The cost made me think about climate energy and tax policies (due to Brexit, the pound is near its 20-year low against the dollar, so these costs are lower than normal). Unfortunately, I have no positive conclusions, just reflections.
Twenty-six years ago I co-wrote “Global Warming: Apocalypse or Hot Air?, a pamphlet for the UK’s Institute of Economic Affairs. I took to heart the following HL Mencken quote: “The whole aim of practical politics is to keep the populace alarmed (and hence clamorous to be led to safety) by menacing it with an endless series of hobgoblins, all of them imaginary.”
While the basic science was obvious and I didn’t think the greenhouse effect was a hobgoblin, I didn’t believe the forecasts of rapid warming. And, more importantly, I believed — and still do — that all sorts of odious actors wanted to use climate change to drive their own dangerous policies. Warming, and harm from it, seems more likely now, but the political economy surrounding the issue has, if anything, become more difficult, especially in US.
Carbon taxes are an option: they lower demand for energy-intensive activity without harming the economy, as long as they are largely matched by reductions in other taxes (such as on employment). But by and large such levies are not offset with lower taxes elsewhere because government officials always want more revenue to spend. After all, perhaps the most important part of increasing the cost of carbon is assisting the innovation that will resolve climate change’s worst problems.
Nevertheless, this course of action imposes costs on voters, and that’s what makes the politics of this issue so difficult. As such, policy centrists are unlikely to favor massive carbon tax rates. And when such policies are proposed, a tipping point is sometimes reached where politicians have to back down.

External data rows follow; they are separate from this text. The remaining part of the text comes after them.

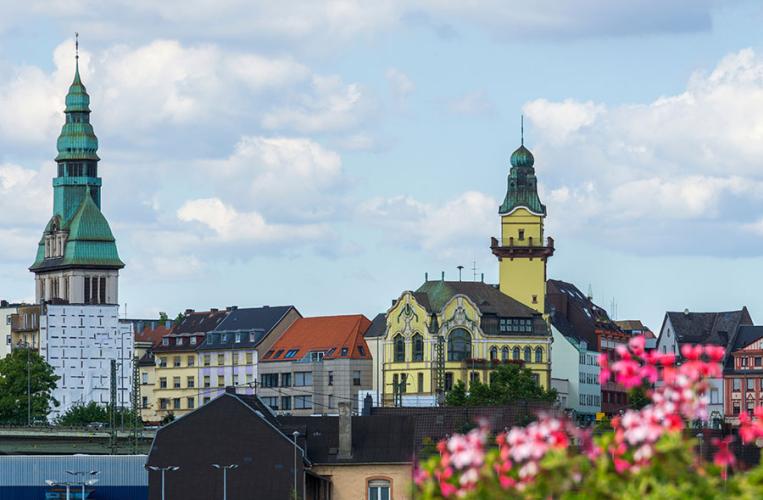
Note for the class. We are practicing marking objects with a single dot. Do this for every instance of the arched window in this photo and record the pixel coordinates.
(399, 349)
(459, 345)
(418, 347)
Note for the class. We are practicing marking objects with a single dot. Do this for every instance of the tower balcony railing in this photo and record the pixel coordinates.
(528, 247)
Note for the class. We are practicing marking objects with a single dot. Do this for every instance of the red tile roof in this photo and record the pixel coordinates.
(337, 337)
(152, 335)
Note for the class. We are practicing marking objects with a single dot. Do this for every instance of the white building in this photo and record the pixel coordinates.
(79, 342)
(571, 359)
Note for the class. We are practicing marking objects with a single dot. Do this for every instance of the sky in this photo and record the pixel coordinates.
(328, 154)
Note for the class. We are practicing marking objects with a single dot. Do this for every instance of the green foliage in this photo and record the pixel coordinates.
(509, 383)
(15, 369)
(81, 415)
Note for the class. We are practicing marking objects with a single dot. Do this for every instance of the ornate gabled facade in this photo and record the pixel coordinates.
(77, 259)
(450, 331)
(522, 250)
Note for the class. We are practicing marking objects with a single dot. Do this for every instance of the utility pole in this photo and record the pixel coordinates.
(113, 407)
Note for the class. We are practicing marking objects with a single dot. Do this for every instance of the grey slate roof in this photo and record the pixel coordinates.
(716, 328)
(378, 327)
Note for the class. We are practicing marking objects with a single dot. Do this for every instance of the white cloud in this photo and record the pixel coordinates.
(229, 225)
(642, 171)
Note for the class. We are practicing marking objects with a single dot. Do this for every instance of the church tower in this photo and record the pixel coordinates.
(522, 250)
(77, 259)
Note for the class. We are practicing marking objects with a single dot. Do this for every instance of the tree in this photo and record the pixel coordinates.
(509, 383)
(82, 414)
(15, 369)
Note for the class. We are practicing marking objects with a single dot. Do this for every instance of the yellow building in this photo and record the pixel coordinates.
(448, 331)
(522, 250)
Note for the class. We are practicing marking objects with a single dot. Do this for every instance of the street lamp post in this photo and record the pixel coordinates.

In the US, carbon taxes are so disliked that most of the policies that climate-driven politicians push — including many Democratic presidential candidates — are targeted on businesses, as though consumers can be protected from them. Al Gore certainly had it right in 1992 when he talked about requiring society to accept a “wrenching transformation” if we really wanted to combat carbon use. The tax rates required to actually limit carbon use would be very high: filling up your car could cost $600 to $1,000, and heating or cooling your modest home could require $2000 or $3000 every month.
Even then, the middle class would adapt to such costs by limiting growth in energy use as Europeans have done for years. In many EU countries, it costs upwards of $140 to fill up a large car (in the UK taxes on gas are over 80% of the total price), but Europeans have shorter distances to travel, live in more densely populated areas and are more likely to be able to use public transport systems, some of which are more energy efficient. Nevertheless, energy use and carbon emissions are rising in EU.
With 2.5 billion aspiring Indians and Chinese currently using perhaps 10 percent of the energy we use, emissions in Asia are likely to grow rapidly. Maybe we’ll reach a tipping point when it will be hard to reverse damage from climate change, but ironically, only after a major catastrophe related to climate change will the politics change and significant hikes in carbon cost made politically viable. And probably only then will China and India agree to limit their carbon use.
Until then, modest changes in carbon tax rates have little impact on richer consumers (most Brits have adapted to higher gas prices). But there is little doubt that EU tax rates, including on energy, have slowed its economies and hit the poor most. As such we are probably close to current limits of carbon taxes.